This blog post contains test cases for the first article in the series Including an Aggregated Column’s Related Values
There is also an excellent (as always) article by Itzik Ben Gan Optimizing TOP N per Group Queries.

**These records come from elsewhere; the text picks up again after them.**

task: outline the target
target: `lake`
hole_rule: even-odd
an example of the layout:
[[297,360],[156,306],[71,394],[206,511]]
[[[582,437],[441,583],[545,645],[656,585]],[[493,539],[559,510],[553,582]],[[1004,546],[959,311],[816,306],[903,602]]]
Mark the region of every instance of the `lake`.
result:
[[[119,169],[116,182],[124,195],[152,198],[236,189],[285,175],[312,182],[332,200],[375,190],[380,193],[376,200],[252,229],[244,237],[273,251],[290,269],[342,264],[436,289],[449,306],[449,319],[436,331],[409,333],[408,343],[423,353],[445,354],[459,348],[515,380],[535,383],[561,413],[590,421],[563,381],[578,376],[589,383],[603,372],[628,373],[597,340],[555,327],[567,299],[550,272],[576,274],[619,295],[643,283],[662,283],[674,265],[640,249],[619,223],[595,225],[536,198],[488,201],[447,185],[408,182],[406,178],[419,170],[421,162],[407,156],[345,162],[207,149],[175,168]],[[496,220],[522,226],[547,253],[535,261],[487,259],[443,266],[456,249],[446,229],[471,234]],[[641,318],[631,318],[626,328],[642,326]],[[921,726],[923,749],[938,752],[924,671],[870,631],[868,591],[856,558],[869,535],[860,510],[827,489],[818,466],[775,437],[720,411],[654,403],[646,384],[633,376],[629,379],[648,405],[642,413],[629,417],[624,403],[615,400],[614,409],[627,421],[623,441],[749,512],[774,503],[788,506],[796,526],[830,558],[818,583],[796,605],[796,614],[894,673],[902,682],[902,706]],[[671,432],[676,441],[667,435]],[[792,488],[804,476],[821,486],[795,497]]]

I suggest to read and try the recommendations from that article first.
There is a related thread on MSDN forum where different methods are also compared in speed.
One more related discussion on MSDN with more performance tests.

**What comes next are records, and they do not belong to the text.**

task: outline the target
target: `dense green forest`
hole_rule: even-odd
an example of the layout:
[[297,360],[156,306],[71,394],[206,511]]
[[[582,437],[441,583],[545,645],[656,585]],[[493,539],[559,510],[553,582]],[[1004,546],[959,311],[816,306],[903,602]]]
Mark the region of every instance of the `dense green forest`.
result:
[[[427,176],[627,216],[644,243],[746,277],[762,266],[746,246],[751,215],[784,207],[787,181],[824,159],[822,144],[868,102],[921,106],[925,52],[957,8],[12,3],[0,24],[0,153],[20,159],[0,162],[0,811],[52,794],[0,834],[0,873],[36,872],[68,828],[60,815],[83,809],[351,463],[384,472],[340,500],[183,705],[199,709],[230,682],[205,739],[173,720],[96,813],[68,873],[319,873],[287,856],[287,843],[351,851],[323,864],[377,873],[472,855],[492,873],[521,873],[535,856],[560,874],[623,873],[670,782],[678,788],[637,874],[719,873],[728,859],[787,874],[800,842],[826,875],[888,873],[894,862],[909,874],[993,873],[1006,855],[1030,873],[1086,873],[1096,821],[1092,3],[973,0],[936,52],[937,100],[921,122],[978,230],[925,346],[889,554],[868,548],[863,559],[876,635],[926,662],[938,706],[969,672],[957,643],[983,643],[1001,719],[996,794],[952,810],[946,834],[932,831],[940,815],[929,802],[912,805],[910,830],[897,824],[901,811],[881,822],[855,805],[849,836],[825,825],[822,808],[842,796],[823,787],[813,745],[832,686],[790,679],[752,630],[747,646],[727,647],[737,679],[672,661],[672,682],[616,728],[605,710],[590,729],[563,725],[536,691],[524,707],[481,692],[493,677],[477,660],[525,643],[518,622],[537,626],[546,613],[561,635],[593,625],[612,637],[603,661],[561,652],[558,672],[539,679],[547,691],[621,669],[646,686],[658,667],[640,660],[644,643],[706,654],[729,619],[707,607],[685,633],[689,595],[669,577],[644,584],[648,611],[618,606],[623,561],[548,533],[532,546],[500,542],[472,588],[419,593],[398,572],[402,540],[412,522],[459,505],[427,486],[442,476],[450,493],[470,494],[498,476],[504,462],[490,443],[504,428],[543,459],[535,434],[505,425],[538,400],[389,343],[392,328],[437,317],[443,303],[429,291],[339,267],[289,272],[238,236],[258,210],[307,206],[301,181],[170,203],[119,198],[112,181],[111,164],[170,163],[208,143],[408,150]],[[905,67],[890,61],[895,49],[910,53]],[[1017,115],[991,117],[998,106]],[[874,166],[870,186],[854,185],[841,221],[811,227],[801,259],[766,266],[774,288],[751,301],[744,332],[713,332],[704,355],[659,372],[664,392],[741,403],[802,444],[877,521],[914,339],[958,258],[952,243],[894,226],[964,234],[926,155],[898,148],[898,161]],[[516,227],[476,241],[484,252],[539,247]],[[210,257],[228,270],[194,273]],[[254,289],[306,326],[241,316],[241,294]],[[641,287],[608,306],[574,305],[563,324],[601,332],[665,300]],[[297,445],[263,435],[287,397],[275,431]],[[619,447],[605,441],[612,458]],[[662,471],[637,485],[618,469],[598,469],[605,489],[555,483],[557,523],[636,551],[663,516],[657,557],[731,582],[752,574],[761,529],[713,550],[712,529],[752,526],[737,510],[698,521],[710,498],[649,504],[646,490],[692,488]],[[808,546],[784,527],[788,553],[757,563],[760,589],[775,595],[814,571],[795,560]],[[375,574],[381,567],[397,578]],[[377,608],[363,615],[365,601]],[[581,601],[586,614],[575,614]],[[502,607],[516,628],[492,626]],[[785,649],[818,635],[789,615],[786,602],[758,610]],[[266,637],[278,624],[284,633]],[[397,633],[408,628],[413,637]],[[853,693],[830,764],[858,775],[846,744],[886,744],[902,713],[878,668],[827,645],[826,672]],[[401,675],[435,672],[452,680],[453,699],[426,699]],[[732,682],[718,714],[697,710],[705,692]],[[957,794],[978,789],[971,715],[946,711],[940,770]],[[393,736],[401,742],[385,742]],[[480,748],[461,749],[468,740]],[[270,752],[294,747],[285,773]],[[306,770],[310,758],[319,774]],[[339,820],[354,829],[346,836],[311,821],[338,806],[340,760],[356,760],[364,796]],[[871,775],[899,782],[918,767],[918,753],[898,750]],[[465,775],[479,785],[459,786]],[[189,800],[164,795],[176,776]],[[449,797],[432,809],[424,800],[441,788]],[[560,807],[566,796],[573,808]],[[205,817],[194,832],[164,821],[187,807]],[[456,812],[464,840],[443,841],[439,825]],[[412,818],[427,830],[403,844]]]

Take a look also at this T-SQL challenge
USE AdventureWorks
-- This solution is SQL Server 2000 compatible - correlated subquery
SET STATISTICS TIME ON
SELECT Cust.[CustomerID],
Cust.[TerritoryID],
Cust.[AccountNumber],
Cust.[CustomerType],
Ord.[SalesOrderID],
Ord.[OrderDate],
Ord.[DueDate],
Ord.[ShipDate],
Ord.[Status],
Ord.[SubTotal], Ord.[TaxAmt],
Ord.[Freight], Ord.[TotalDue] FROM Sales.Customer Cust
INNER JOIN Sales.SalesOrderHeader Ord
ON Cust.CustomerID = Ord.CustomerID
WHERE Ord.OrderDate =
(SELECT MAX(OrderDate) AS LastDate FROM
Sales.SalesOrderHeader OH WHERE OH.CustomerID = Ord.CustomerID)
-- The above solution will return duplicate records if there is more than 1 maximum date for a given customer
SELECT Cust.[CustomerID],
Cust.[TerritoryID],
Cust.[AccountNumber],
Cust.[CustomerType],
Ord.[SalesOrderID],
Ord.[OrderDate],
Ord.[DueDate],
Ord.[ShipDate],
Ord.[Status],
Ord.[SubTotal], Ord.[TaxAmt],
Ord.[Freight], Ord.[TotalDue] FROM Sales.Customer Cust
INNER JOIN Sales.SalesOrderHeader Ord
ON Cust.CustomerID = Ord.CustomerID
WHERE Ord.SalesOrderID =
(SELECT top 1 SalesOrderID FROM
Sales.SalesOrderHeader OH WHERE OH.CustomerID = Cust.CustomerID order by OrderDate DESC)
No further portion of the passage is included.